In Seattle, both market and “affordable” housing short-change renters, push home buyers to the limit and greatly benefit developers. Initiative 135 challenges these inequities by increasing housing and enabling housing equity across Seattle’s divisions of income and race.
The median price for a single-family home in Seattle exceeds $1 million. To get this home, you would agree to a $200,000 down payment. Then your annual mortgage would exceed $56,000 a year for 30 years. Seattle’s median income is slightly over $100,000. At $100,000, you will be left with $44,000 to cover all other expenses including food, transportation, taxes, utilities and health care.
How about the 160,000 families with incomes of less than $100,000? Most are just priced out of home ownership. As a result, the majority of housing units in our city are rented. The average rent is almost $2,200 a month, or $26,000 a year. On top of that are utilities, internet access and damage deposits. That $2,200 apartment is most likely a one-bedroom, so good luck with fitting in kids.

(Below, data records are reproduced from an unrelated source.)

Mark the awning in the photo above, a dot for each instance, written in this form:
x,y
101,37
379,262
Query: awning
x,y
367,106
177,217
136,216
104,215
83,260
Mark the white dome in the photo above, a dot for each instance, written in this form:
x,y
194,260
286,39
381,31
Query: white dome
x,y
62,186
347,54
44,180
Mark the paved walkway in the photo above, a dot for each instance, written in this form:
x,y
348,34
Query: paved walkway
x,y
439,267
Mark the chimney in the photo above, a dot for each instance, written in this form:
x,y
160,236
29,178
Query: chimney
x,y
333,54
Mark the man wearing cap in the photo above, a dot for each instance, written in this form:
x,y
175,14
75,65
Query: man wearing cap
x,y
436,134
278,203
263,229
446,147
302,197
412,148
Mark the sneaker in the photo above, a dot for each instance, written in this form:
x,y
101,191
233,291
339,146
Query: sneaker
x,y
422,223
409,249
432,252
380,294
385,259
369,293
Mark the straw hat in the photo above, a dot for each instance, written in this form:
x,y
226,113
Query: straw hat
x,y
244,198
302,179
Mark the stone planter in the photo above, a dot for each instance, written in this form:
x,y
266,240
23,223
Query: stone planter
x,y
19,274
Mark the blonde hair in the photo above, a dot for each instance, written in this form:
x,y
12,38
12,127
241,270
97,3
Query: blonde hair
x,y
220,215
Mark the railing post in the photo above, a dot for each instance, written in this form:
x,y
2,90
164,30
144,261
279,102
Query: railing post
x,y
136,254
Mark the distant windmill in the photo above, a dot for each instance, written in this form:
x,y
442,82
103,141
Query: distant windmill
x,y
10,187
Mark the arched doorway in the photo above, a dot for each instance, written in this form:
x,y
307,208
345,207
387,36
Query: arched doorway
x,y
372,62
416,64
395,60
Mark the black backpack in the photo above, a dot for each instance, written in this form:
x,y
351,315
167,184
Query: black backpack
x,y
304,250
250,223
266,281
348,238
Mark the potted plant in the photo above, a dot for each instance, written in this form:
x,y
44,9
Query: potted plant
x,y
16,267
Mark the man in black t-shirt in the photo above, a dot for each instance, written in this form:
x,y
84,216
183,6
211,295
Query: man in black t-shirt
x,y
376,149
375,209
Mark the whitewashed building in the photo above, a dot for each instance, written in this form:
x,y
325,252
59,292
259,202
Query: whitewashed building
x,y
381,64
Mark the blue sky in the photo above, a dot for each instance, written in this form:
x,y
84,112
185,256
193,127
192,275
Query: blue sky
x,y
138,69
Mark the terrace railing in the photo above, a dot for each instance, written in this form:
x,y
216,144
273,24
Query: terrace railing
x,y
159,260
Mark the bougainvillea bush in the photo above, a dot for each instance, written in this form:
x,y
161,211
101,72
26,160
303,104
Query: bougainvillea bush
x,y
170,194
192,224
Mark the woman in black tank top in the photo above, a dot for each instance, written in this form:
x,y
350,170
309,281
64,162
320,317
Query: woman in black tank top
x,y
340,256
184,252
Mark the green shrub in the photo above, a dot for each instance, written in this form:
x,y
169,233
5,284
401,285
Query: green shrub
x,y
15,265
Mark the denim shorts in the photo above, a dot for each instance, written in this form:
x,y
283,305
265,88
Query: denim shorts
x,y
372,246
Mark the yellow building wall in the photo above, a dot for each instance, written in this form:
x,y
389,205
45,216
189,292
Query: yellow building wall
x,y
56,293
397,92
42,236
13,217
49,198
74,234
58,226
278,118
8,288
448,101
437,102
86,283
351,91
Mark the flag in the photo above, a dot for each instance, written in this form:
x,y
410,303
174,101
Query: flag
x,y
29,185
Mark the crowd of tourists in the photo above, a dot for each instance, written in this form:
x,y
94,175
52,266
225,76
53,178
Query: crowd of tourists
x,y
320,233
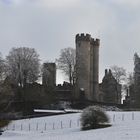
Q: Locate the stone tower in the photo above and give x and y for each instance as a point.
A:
(87, 66)
(49, 74)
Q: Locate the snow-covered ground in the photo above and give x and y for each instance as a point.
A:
(125, 126)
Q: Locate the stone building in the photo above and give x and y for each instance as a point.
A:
(87, 67)
(49, 74)
(110, 89)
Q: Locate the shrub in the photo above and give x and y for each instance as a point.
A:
(93, 117)
(4, 123)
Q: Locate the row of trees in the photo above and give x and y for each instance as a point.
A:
(21, 66)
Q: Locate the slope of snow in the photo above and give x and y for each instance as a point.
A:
(125, 126)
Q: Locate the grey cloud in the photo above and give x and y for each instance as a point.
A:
(51, 27)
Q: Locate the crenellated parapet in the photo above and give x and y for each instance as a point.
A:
(95, 42)
(83, 37)
(87, 37)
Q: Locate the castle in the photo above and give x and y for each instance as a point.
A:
(86, 75)
(87, 66)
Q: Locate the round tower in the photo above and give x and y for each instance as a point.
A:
(83, 65)
(87, 67)
(95, 43)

Over one-quarter of households in Seattle make less than $50,000. Those Seattle residents — the ones we depend upon to provide child care, deliver food and make our lattes — have less than $24,000 left after rent.

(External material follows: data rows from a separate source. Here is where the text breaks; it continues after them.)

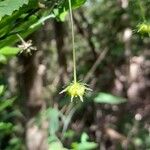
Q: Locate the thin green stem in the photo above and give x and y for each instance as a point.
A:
(73, 43)
(142, 10)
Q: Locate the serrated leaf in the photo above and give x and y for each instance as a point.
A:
(9, 51)
(108, 99)
(7, 7)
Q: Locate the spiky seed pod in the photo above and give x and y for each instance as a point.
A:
(76, 89)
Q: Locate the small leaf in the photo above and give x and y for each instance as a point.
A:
(3, 59)
(6, 103)
(9, 51)
(108, 99)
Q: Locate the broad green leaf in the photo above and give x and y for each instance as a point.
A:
(84, 144)
(9, 51)
(56, 146)
(5, 127)
(3, 59)
(55, 143)
(108, 98)
(5, 103)
(7, 7)
(84, 137)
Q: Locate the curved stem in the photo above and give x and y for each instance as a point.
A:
(73, 43)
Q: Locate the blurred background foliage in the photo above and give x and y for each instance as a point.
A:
(36, 62)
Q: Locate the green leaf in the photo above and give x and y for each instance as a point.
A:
(5, 127)
(84, 146)
(7, 7)
(9, 51)
(3, 59)
(108, 99)
(84, 137)
(61, 12)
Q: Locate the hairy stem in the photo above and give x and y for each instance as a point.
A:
(73, 43)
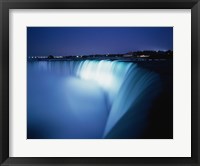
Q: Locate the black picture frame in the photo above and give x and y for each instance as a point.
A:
(5, 5)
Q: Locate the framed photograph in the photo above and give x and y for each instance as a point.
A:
(99, 82)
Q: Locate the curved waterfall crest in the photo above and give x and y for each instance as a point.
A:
(130, 89)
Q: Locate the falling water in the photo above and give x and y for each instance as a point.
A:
(128, 89)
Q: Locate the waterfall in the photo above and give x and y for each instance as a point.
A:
(130, 89)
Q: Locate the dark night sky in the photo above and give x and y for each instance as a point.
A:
(63, 41)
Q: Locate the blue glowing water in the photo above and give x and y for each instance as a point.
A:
(88, 99)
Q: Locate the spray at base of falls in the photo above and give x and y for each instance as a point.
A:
(130, 89)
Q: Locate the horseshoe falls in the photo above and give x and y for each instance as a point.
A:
(90, 99)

So how about Initiative 135 and the social housing it proposes? Don’t we already have housing subsidies for low-income people? In fact, the largest housing subsidies are for homeowners, thanks to writing off mortgage interest from income taxes. That’s a $30 billion tax deduction.
Seventeen percent of these benefits go to the top 1 percent of income earners. Eighty percent of the benefits go to households in the top quintile. Four percent goes to middle class families.
The Seattle Housing Authority (SHA) owns 8,000 units of housing. This housing is primarily for people at or below 30 percent of the median income. The typical wait time for a unit is three to four years. Another approach enables residents with incomes preferably no more than 30 percent of median income or below — $38,300 for a family of four in Seattle — to receive a Section 8 voucher to secure housing on the private market. Section 8 tenants pay between 30 and 40 percent of their income for rent. Government funds make up the difference. But the vast majority of people who apply don’t get this voucher, as federal funding has languished. Some eligible people are put on a waiting list. Most aren’t, as the waiting lists are closed.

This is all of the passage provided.